Question about PTv3 Time and Memory Complexity

yxchng opened this issue 4 months ago · comments

Based on this table, it seems like PTv3 has a constant time and memory usage regardless of patch size. However, I can't find an explanation in the paper why this is the case. Can you kindly elaborate? What leads to constant time and memory complexity of PTv3?

Xiaoyang Wu · Answer 1 · Thu Mar 28 2024 15:49:20 GMT+0800 (China Standard Time)

Hi, the constant time and memory, regardless of patch size, sourced from FlashAttention, which fully utilized the L1 and L2 cache of GPU to operate attention. More details are available in their paper. Noted that PTv3 is also efficient without FlashAttnetion, yet without it, we can not scale up patch size with a constant time and memory cost.

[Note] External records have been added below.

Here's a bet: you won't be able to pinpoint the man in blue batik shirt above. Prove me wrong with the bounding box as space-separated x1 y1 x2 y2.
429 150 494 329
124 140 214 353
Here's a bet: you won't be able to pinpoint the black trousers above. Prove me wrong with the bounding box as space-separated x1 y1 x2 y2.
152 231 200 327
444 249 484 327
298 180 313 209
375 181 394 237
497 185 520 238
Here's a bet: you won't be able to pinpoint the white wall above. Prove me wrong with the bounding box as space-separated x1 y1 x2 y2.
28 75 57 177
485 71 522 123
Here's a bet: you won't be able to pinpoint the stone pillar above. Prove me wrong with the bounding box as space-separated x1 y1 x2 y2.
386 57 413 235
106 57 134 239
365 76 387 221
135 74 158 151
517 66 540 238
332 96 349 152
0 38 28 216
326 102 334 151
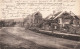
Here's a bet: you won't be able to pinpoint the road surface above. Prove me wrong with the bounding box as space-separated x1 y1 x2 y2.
0 27 80 49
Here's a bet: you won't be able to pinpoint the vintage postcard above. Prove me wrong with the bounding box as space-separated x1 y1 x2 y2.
0 0 80 49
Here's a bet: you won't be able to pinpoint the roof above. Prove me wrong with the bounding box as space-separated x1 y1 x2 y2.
45 11 61 19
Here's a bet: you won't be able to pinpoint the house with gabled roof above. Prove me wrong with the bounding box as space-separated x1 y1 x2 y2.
41 11 79 31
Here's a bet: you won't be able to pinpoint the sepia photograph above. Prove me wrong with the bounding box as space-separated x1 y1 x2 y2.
0 0 80 49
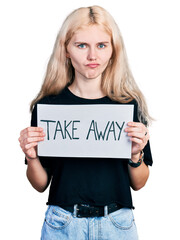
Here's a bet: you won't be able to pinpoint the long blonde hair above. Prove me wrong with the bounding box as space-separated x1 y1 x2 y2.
30 6 151 125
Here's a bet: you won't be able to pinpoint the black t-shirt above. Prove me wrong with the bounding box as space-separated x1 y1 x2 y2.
26 88 152 208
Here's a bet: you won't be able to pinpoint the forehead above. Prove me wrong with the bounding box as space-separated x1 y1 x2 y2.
71 25 111 42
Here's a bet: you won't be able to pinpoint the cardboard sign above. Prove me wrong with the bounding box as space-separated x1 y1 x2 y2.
37 104 134 158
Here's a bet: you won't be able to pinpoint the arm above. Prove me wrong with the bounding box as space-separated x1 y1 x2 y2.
128 154 149 191
125 122 149 190
19 127 50 192
26 157 50 192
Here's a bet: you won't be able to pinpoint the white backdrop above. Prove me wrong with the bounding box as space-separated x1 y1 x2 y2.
0 0 180 240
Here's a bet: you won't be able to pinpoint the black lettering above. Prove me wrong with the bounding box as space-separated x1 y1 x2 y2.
72 120 80 139
95 121 110 141
40 120 56 140
86 120 97 140
54 121 64 140
106 121 116 141
116 122 125 140
64 120 72 140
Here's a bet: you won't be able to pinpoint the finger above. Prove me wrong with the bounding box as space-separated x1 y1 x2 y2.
19 131 45 141
22 137 44 145
128 131 146 139
24 142 38 152
20 127 43 135
125 127 141 133
130 137 144 145
127 122 145 127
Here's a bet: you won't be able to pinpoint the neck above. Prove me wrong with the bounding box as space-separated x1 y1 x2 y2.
69 75 105 99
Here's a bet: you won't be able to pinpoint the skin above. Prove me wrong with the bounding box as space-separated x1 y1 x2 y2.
19 25 149 192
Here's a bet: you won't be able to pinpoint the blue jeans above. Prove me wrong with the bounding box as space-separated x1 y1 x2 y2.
41 206 138 240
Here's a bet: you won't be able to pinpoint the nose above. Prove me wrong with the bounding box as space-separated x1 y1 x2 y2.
87 47 97 61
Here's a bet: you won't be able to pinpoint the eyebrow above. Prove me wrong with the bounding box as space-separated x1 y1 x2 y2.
74 41 110 45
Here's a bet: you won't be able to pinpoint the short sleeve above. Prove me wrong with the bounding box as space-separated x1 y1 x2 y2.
133 101 153 166
25 104 52 169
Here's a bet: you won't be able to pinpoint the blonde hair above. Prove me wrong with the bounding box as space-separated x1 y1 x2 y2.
30 6 151 125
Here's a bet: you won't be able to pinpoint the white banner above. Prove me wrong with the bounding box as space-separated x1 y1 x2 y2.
37 104 134 158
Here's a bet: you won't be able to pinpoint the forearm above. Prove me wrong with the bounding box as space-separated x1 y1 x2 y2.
26 158 49 192
128 156 149 191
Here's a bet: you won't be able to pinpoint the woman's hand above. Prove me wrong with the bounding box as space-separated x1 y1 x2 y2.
18 127 45 160
125 122 149 157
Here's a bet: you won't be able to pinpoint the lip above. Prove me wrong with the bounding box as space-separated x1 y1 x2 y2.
86 63 99 68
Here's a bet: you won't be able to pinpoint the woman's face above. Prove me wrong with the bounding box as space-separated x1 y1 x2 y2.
67 25 112 80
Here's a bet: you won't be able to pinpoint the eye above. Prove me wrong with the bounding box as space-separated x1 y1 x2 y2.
98 43 106 49
77 43 86 49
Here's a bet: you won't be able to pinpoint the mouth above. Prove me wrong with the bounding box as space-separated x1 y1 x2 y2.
86 63 99 68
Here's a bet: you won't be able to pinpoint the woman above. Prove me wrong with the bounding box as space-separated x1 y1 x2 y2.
19 6 152 240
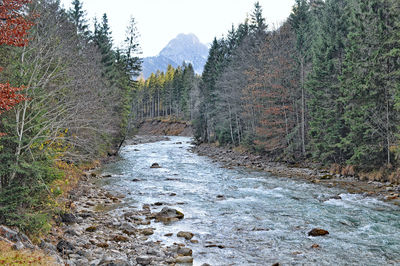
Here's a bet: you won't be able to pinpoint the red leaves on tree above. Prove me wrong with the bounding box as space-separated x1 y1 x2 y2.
0 0 33 46
0 83 26 114
0 0 33 117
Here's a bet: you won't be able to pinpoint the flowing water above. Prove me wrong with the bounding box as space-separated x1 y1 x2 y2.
104 137 400 265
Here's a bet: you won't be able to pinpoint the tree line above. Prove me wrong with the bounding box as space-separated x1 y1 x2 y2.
0 0 141 231
133 63 200 121
194 0 400 172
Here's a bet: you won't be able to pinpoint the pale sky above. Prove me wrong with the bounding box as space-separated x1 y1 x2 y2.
61 0 295 57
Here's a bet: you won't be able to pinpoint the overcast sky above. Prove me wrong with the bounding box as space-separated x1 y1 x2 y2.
61 0 295 56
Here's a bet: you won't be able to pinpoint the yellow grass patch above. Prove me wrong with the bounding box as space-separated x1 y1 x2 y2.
0 241 58 265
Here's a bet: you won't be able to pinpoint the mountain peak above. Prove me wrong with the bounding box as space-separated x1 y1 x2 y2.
143 33 208 78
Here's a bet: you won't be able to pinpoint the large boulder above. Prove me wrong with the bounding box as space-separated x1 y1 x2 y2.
177 231 194 240
308 228 329 236
150 163 161 168
57 240 75 253
156 207 184 223
60 213 77 224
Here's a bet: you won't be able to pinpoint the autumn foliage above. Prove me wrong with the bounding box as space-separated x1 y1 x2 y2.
0 0 33 114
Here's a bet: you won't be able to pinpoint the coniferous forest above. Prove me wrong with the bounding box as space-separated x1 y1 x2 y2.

yxchng · Answer 2 · Thu Mar 28 2024 15:58:53 GMT+0800 (China Standard Time)

The metrics given in their repo does not really show constant time and memory complexity, but increases when sequence length increases. Why PTv3 does not exhibit same characteristic?

Xiaoyang Wu · Answer 3 · Thu Mar 28 2024 16:24:41 GMT+0800 (China Standard Time)

The meaning of sequence length in NLP means token number feed to network each forward. It is close to the concept of numbers of points in 3D point clouds. It would be great if you could run our code and ablate the parameter by yourself.